Aniden duran genç yüzünden avuçlarım arasındaki ip gerilmiş ve bir anda tökezlememe neden olarak geri yalpalamamı sağlamıştı. Düşecek gibi olduğum için telaşla bana doğru uzanmaya çalışan gençten önce dengemi kendi kendime koruyarak bana masum gözleriyle bakan çocuğu elimdeki ip yardımıyla sertçe kendime çekmiş, sert çekişimin etkisiyle bana doğru savrularak göğsüme çarpması ile ise elimi sarı tutamlarını atıp saçlarını asılmış ve onu bu şekilde kendimden uzaklaştırmayı seçerek takındığım ciddi ifadeyle acıyla buruşan yüzüne doğru yaklaşmıştım.

" Kendini bizden biri sanmaya başladın iyice. Tutsak olduğun adamların yanında bu kadar çok konuşmaman gerektiğini annen sana öğretmedi mi?"

" Annemin öğrettiği hiçbir şeyi yapmam ben."

Ciddi bir ses tonuyla aldığım cevap üzerine şaşırarak bir kaç saniyeliğinede olsa duraksarken o bu sessizliğimden yararlanarak konuşmaya devam etmişti.

" Annem buralara çok sık gelirdi. Beni de getirdiği olmuştu. İleride aklınızın bile alamayacağı iğrençlikler yapmış yüzlerce insanın sizin ve bizim gibileri rahat rahat öldürebilmek için kurduğu bir kamp alanı var. O kamp alanına yaklaşamadan bizi bulacaklardır. Şu an izliyor bile olabilirler. Sınırlarına çok yaklaştık."

" Bizi tuzağa çekmeyeceğini nereden bileceğim?!"

" Çünkü-"

" İlerisi temiz gözüküyor komutanım. Zaman kaybedeceğimize ilerlesek iyi olur."

Yol üstünde karşılaşabileceğimiz herhangi bir sorun için önlem almak adına önden gönderdiğim Namjoon çalıların arasından çıkarak tekrardan yanımda belirerek beni harekete geçirecek cümlelerini sarfetmiş ve önümdeki çocuğa konuşma fırsatı vermeden onu arkamdan sürükleyerek ilerlememe neden olmuştu.

Aptaldım. Belkide kendi kendimi onun masum yüzüne kanmamam için telkinleyip durmamdan kaynaklıydı bu fütursuz davranışlarım. Belki de mi? Kesinlikle bu sebepten dolayıydı...

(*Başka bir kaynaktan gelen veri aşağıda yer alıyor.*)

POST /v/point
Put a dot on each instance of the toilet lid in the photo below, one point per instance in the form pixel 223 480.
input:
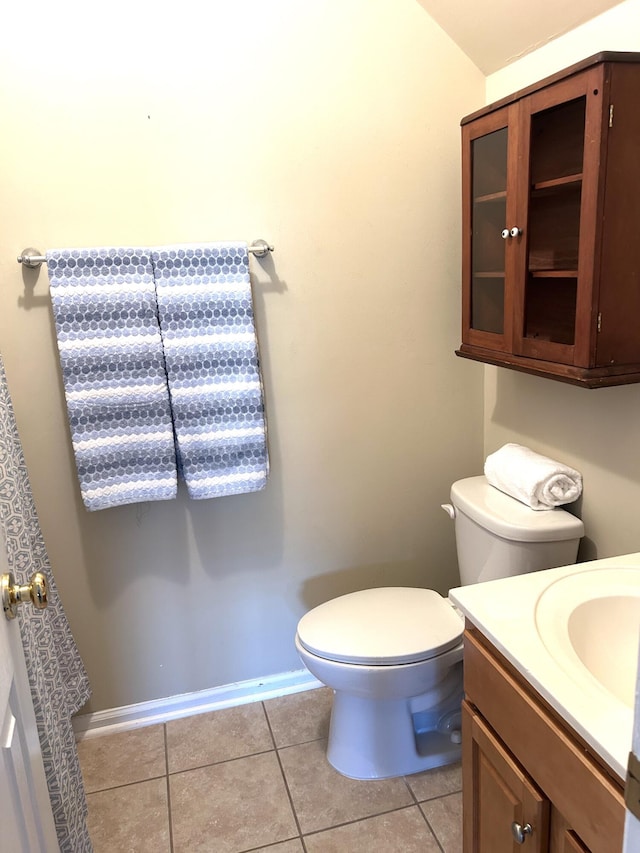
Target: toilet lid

Uzun bir süre yürümüştük o gün. Arkamdan gelen gencin attığı her adımda temkinli olması bizi germeye yeterken bir süre sonra tekrardan durduğunu farkedip elimdeki ipi çekiştirerek onu yürümeye zorlamaya çalışmıştım. Daha çok direnmişti bana. Daha çok direnmiş, bir süre sonra bileklerindeki ipe doladığı elleriyle beni yanına çekmeyi denemişti. Gitmiştim de yanında. İlk önce yüzüne sert bir yumruk geçirmiş, yana savrulan bedeninin düşmesine izin vermeden onu yakasından yakalayarak sertçe sarsmayı denemiştim. Denemiştim diyorum çünkü karşımdaki gencin yakalarını sıkıca kavradığım elimi sıyırarak geçen kurşun yüzünden bir anda neye uğradığımı şaşırarak geri çekilmiş ardından askerlerime dağılmalarını söyleyerek kolundan sıkıca yakaladığım genç ile kendimi bir ağacın arkasına atmıştım.